A friend of mine once claimed that Brown cared more for trees than people, but this is unfair: he cares deeply for both, and in Optimism he writes of them with obvious feeling. Unfortunately, too much of the book draws on various political and metaphysical speeches, which make for dull reading, redeemed by those moments where he goes back to his beloved bushland and writes of his partner, his neighbours, and the beauty of solitude and nature.

Brown was trained as a doctor, and there is less evidence here of having read widely in history and politics than I had expected. Too often he lapses into the sort of knee-jerk analysis that is all too common on the left. But he reverses the concept of political correctness, which he describes as being used by the right, writing that: ‘Society’s laws are being altered to reflect and enforce this new correctness and protect the advantaged – and those who advocate equality, socialism (quelle horreur!), ecological wisdom or for the compensation of disadvantage must be sneered down and excoriated … Always go for the jugular: smash the intellectuals, sandal-footed do-gooders (including those advocating Jesus’s compassion) and whingers (people who don’t work, haven’t schooled themselves properly, or who are born black – it’s their own problem).’

This is Brown at his worst, rather like an angry teenage blogger who makes no effort to understand the world view of his opponents. The lazy exaggerations of his rhetoric obscure the extent to which the basic critique is correct. As is too often the case with the memoirs of politicians, one wishes a tougher editor had stood over him with a blue pencil, pushing him to think a little deeper.
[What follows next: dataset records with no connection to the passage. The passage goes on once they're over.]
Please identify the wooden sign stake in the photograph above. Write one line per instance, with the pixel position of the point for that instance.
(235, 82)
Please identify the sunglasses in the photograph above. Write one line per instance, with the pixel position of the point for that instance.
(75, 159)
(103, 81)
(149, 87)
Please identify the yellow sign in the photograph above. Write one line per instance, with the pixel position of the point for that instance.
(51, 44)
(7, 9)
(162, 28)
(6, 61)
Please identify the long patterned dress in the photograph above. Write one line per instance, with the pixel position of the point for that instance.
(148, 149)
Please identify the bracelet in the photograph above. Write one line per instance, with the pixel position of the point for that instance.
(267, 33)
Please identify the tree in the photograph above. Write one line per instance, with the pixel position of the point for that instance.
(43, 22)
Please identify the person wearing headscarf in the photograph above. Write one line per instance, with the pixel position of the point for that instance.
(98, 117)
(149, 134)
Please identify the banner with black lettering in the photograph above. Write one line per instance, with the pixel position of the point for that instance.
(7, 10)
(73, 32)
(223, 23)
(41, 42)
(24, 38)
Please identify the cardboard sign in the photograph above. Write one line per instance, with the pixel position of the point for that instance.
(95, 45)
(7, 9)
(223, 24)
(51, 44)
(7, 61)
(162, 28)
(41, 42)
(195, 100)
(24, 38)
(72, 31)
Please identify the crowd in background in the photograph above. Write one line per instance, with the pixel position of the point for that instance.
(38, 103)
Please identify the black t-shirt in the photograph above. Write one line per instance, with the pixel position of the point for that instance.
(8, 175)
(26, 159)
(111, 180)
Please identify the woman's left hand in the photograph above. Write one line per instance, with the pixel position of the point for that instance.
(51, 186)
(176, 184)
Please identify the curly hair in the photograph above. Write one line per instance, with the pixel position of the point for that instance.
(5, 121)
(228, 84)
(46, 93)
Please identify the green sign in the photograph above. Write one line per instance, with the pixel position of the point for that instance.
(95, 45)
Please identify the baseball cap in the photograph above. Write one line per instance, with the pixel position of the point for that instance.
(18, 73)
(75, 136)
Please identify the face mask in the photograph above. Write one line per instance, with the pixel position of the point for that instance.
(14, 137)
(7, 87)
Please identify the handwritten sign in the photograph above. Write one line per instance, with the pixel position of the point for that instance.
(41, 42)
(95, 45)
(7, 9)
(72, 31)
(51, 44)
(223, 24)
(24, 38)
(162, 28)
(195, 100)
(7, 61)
‘Optimism, like pessimism, feeds on itself,’ he writes in conclusion, ‘and having tried the latter for a decade or so, when I was younger, I recommend optimism any time.’ It sounds good; it is also pretty trite. Bob Brown has inspired perhaps millions, but as an activist, not a thinker. That being said, he stands as one of the most influential political figures of the past three decades, and he left politics with an enhanced reputation, more than can be said of most of our prime ministers. Unless Labor shifts radically in both policy and structure, the Greens now remain the most coherent voice of criticism within the Australian political system.